Following widespread publicity, the daughter of retirees who begged her to pay back $368,000 in unpaid loans says she may yet appeal the decision.
Marian and Trevor Warin won a legal case against their daughter over decades of loans she failed to pay back.
The couple earned a $3 million fortune developing orchards, and Marian claims they have been living off pensions since their 80s because of their daughter's debt to them.
Their daughter Colleen Warin, in a letter emailed from her lawyer, notes there is still time to appeal the judgment – and that she has never denied the money would need to be repaid.
"Colleen is dismayed with the media publicity about this matter for what is a family dispute, for loans that the judgment records she has never denied would need to be repaid," the letter says.
"The only dispute is over when they were repayable.
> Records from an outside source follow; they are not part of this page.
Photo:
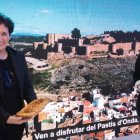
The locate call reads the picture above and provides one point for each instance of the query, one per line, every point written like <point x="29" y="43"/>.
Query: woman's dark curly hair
<point x="7" y="22"/>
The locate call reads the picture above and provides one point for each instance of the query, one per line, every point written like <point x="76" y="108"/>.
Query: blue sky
<point x="62" y="16"/>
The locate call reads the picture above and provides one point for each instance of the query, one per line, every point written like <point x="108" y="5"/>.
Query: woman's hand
<point x="17" y="120"/>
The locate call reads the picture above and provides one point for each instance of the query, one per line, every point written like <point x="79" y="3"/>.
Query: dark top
<point x="15" y="85"/>
<point x="8" y="87"/>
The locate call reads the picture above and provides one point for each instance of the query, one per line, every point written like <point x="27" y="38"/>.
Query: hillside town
<point x="88" y="108"/>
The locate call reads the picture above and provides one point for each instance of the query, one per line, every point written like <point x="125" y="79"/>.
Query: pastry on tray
<point x="33" y="108"/>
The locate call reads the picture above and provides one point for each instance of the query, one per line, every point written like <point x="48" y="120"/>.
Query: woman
<point x="15" y="85"/>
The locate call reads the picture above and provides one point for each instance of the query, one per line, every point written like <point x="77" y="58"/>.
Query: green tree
<point x="75" y="33"/>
Colleen is disappointed with the judge's decision, and the time for Colleen to appeal the judgment has yet to expire at this time.
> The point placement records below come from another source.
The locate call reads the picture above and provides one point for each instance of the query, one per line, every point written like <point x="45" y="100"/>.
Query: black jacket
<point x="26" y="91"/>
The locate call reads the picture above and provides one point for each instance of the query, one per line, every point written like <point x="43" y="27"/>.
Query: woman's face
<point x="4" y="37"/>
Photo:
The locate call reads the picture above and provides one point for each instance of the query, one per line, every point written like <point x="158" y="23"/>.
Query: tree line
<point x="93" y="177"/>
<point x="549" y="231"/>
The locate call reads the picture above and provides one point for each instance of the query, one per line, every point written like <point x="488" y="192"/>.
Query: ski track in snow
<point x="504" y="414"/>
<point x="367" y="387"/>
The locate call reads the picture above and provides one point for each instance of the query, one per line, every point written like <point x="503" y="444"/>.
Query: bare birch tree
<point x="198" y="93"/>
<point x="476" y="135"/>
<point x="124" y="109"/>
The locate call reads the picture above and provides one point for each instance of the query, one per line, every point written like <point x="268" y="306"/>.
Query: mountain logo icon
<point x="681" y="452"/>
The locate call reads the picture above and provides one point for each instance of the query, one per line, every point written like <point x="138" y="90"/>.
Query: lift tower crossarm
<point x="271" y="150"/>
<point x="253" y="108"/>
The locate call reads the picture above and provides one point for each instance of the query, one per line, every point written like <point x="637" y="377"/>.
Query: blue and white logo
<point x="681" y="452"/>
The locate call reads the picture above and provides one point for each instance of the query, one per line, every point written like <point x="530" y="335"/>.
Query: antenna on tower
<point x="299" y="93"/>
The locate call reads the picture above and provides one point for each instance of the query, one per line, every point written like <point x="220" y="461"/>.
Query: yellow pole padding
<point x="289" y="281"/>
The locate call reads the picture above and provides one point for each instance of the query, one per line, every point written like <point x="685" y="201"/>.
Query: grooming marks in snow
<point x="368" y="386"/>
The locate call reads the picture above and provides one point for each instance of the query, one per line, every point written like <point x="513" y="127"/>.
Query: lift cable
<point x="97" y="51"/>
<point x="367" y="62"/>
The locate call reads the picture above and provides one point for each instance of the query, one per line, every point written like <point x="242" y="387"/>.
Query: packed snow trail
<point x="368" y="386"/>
“Colleen would like it known that the loans arise primarily out of the circumstances following the breakup of her marriage, and that she is supporting a child."
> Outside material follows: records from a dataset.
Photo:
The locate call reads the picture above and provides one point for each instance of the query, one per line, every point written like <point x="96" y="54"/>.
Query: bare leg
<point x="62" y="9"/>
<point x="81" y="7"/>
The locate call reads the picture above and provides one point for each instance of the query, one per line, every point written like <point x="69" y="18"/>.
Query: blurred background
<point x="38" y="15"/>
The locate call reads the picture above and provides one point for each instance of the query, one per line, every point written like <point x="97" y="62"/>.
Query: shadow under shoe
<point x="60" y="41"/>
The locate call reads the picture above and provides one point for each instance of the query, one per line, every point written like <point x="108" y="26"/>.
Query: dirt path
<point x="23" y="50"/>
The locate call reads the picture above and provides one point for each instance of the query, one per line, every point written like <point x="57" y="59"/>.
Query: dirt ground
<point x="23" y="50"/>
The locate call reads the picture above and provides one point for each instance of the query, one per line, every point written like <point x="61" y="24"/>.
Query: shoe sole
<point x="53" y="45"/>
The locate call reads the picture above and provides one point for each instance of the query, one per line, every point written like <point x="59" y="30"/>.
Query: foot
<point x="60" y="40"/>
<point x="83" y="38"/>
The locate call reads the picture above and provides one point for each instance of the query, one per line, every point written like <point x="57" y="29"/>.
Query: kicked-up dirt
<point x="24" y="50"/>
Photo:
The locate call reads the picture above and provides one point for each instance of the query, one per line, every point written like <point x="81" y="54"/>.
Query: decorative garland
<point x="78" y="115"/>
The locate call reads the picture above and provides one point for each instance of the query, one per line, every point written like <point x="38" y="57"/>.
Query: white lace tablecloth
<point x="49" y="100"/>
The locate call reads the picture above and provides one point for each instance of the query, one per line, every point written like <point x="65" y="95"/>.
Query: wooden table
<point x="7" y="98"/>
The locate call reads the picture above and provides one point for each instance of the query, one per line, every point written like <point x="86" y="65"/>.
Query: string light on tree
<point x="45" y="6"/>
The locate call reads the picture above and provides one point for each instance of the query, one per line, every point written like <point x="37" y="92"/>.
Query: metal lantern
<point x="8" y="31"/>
Marian, who proclaimed "we are not a bank" in Facebook postings about the case, is pleading for Colleen to hand over her Taupo unit to repay the loans, and has claimed she owned a Mercedes car.
Via her lawyer, Colleen claims she has never owned a Mercedes.
High Court at Wellington associate Judge Warwick Smith found there was no evidence supporting Colleen's contention that there was any agreement that she repay her parents ‘as and when Colleen could afford to repay'.
The judgment shows the lending began in 1996 when the couple transferred their Te Puke property to their daughter with an acknowledgement she owed them $100,000, and an apparently oral agreement that she would build a ‘home for life' for them on the property.
In 2011, the land was subdivided and the house the Warins were living in was sold, so they moved to another part of the land and that was sold too.
The couple, by then in their 80s, then moved to another Te Puke property meant to be their retirement income. They made further loans to Colleen between 2010 and 2014.
The judgement says the couple sent their daughter a letter on May 3, 2012, outlining they were prepared to consider a repayment plan over time with payment of interest in the meantime, ‘given Colleen's apparently difficult circumstances.'
But it does not suggest any agreement of the kind Colleen contended had taken place.
"Colleen appears to have simply ignored the letter," the judgment says.
The judge notes Colleen's marriage ended in 2012, and at the time the letter was sent her husband appeared to be the full-time carer for their son.
The judge found her parents were ‘well within their rights' to demand repayment of the money.
Colleen owns a home in Waiheke Island and a lake-front Taupo resort unit.
Trevor, 90, is at their Te Puke property suffering from dementia, while Marian is currently recovering from pneumonia in Australia with her son Nigel, who says his parents' retirement was ‘stolen'.
Marian told her story on Wednesday as a warning to other Kiwis to use written agreements when it came to lending to family members.
"Terrible, it's all terrible," she says. "The whole thing has been a bit of a shock."